23 June 2014

[liff] The Scrub Jays Of McMinnville

There is a bit of property down in McMinnville that we are obliged to maintain, for reasons which are not germane to the following discussion. Suffice to say that we have to do a couple of very hard jobs down that way at least once a year. Money is expended, Gatorade is consumed. It's typically hot work, though this iteration, while it happened on the official first day of summer, happened during weather that was fine yet temperate – occasional clouds, some overcast holding off the heat of the day 'til the mid-afternoon. Best for landscaping a tough job.

Over the past several years, we've had bird visitation. Typically after the long grass gets cut down and before the creatures who exist on the dirt surface had a chance to get underground, the jays came.

California Scrub Jays, they call them. Here's a handsome fellow scouting the just-cut grass for nommage:

We've noticed that they happen each time. It's not a visit unless we see some jays, really. They're like friends, in a way. This time, we had a few moments to look and observe … and we saw some family behavior there that was quite delightful.
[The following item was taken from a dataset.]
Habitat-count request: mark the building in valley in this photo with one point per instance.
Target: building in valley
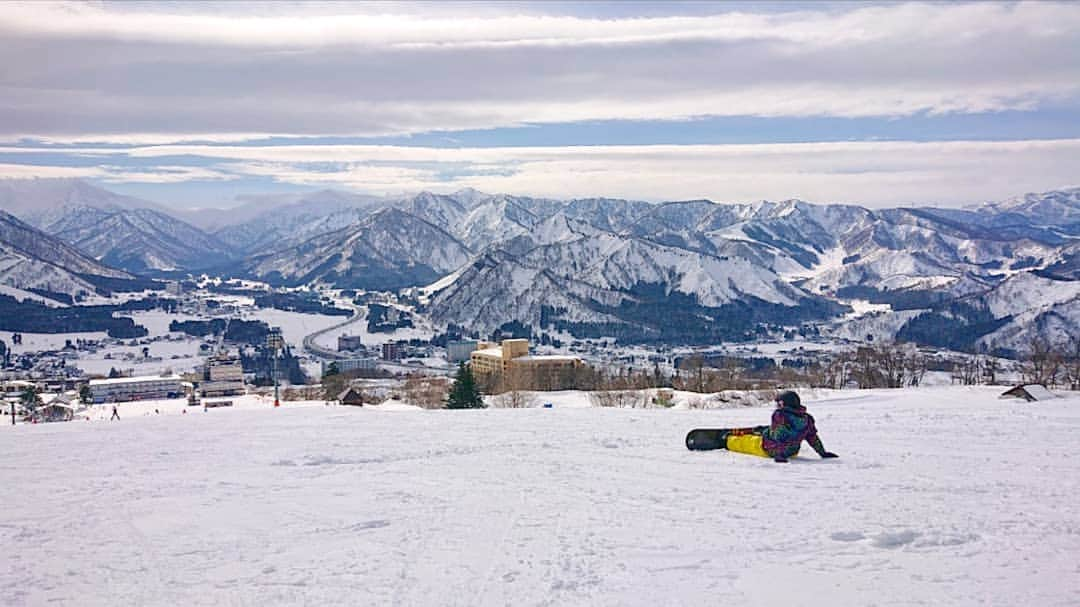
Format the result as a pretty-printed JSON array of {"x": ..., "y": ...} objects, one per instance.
[{"x": 510, "y": 366}]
A couple of jays were visible at most times in the sweetgum maple that exists at the front of the property. At first we thought it was simply a mom and dad bird protecting the nest.
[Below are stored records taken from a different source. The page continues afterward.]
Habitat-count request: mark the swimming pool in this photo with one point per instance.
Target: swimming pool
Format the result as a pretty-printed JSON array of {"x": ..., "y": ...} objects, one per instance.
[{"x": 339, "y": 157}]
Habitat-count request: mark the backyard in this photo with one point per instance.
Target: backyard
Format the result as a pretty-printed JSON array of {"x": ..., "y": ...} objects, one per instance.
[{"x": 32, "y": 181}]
But it became evident when we saw the fluffy down on some bird butts that what we probably had was at least two adolescent fledgelings taking some first flights. There was at least one adult that seemed to be keeping tabs on the kids, who perched on the wires and yelled at us to get out of their yard.

I always wondered about birds and wires. They take to them so naturally. I always thought that birds like this had a cosmology, and just as some of us monkeys think that since the Universe made us possible that the Universe evolved for us, I figured birds knew that us humans existed so that wires would develop for their perching.

But we figure we have occupants on the place that take care of it for us, at least, in that birdy way.